Learning Agile Quadrotor Flight in the Real World

Learning-based controllers have achieved impressive performance in agile quadrotor flight but typically rely on massive training in simulation, necessitating accurate system identification for effective Sim2Real transfer. However, even with precise modeling, fixed policies remain susceptible to out-of-distribution scenarios, ranging from external aerodynamic disturbances to internal hardware degradation. To ensure safety under these evolving uncertainties, such controllers are forced to operate with conservative safety margins, inherently constraining their agility outside of controlled settings. While online adaptation offers a potential remedy, safely exploring physical limits remains a critical bottleneck due to data scarcity and safety risks. To bridge this gap, we propose a self-adaptive framework that eliminates the need for precise system identification or offline Sim2Real transfer. We introduce Adaptive Temporal Scaling (ATS) to actively explore platform physical limits, and employ online residual learning to augment a simple nominal model. {Based on the learned hybrid model, we further propose Real-world Anchored Short-horizon Backpropagation Through Time (RASH-BPTT) to achieve efficient and robust in-flight policy updates. Extensive experiments demonstrate that our quadrotor reliably executes agile maneuvers near actuator saturation limits. The system evolves a conservative base policy with a peak speed of 1.9 m/s to 7.3 m/s within approximately 100 seconds of flight time. These findings underscore that real-world adaptation serves not merely to compensate for modeling errors, but as a practical mechanism for sustained performance improvement in aggressive flight regimes.

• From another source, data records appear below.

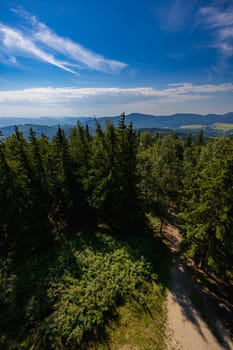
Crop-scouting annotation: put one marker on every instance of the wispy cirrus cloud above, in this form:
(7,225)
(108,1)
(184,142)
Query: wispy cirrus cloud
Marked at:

翻译：基于学习的控制器已在敏捷四旋翼飞行中取得了令人瞩目的性能，但通常依赖于在仿真中进行大规模训练，这需要精确的系统辨识以实现有效的仿真到现实迁移。然而，即使模型精确，固定策略在面对分布外场景时——从外部空气动力扰动到内部硬件退化——依然脆弱。为了在这些不断变化的不确定性下确保安全，此类控制器被迫以保守的安全裕度运行，这本质上限制了其在受控环境之外的敏捷性。尽管在线适应提供了一种潜在的补救措施，但由于数据稀缺和安全风险，安全地探索物理极限仍然是一个关键瓶颈。为弥合这一差距，我们提出了一种自适应框架，该框架无需精确的系统辨识或离线的仿真到现实迁移。我们引入了自适应时间缩放来主动探索平台的物理极限，并采用在线残差学习来增强一个简单的名义模型。基于学习到的混合模型，我们进一步提出了现实世界锚定的短时域时间反向传播，以实现高效且稳健的飞行中策略更新。大量实验表明，我们的四旋翼飞行器能够在执行器饱和极限附近可靠地执行敏捷机动。该系统将峰值速度从1.9米/秒的保守基础策略，在大约100秒的飞行时间内，演进至7.3米/秒。这些发现强调，现实世界适应不仅是为了补偿建模误差，更是实现激进飞行状态下持续性能提升的一种实用机制。